Más allá del encuentro social, el tejido fue pensado como una herramienta concreta para mejorar la salud mental. Bielli explicó que la actividad manual tiene un efecto directo en el manejo de la ansiedad. “Una de las maneras de canalizar, por ejemplo, la ansiedad es moviendo las manos. Todas aquellas actividades que impliquen mover las manos, como la cerámica, el barro, el tener que amasar, todo eso implica canalizar la ansiedad. Entonces uno entra, como vos decís, en un estado de mayor tranquilidad y por ahí puede incorporar mejor los conceptos que uno le puede dar en lo que le estamos explicando, lo que le estamos enseñando, y eso ayuda mucho, mucho a tranquilizarse, a estabilizarse mentalmente.”
Si bien otras opciones también hubieran resultado útiles, la elección del tejido responde a la factibilidad de organizarlo con los recursos disponibles. “Consideramos que dentro de nuestras posibilidades el tejido era una de las cosas que menos requerimiento tiene estructuralmente como para poder llevarlo a cabo. Sería el ideal también un taller de cerámica, pero no contamos con un horno, no contamos con cosas que impliquen esa infraestructura. Entonces le buscamos la vuelta por el taller de tejido, que a su vez no sólo canaliza la ansiedad a través del movimiento de las manos, sino que también estimula cognitivamente, porque uno tiene que estar contando los puntos, tiene que saber cómo que le esté saliendo bien, tiene que tejer, volver a tejer, eso implica estimular la memoria, la atención, la concentración, que también ayuda a mejorar la salud mental”, afirmó.

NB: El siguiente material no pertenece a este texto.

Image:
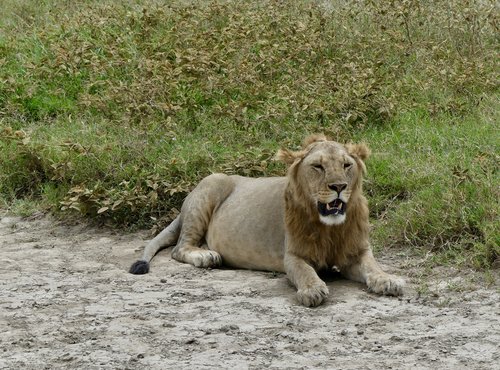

La jefa de Salud Mental también compartió un consejo útil para aplicar en casa frente a episodios de ansiedad. “Una de las cuestiones, cuando uno tiene, por ejemplo, una crisis de ansiedad, se aconseja tocar algo o ponerse un hielo en la mano para que este tacto, este aumento de la sensibilidad en las manos, haga que fluya esa ansiedad y la crisis se pase”, indicó.
La propuesta, que no requiere conocimientos previos, busca fomentar un espacio comunitario de confianza donde las personas puedan dialogar, aprender a cuidar su bienestar emocional y, al mismo tiempo, desarrollar una actividad manual que estimula la creatividad.
Con esta iniciativa, el Hospital Schestakow refuerza su tarea de prevención y promoción en salud mental, apostando a alternativas innovadoras que combinan el acompañamiento profesional con actividades cotidianas y accesibles para toda la comunidad.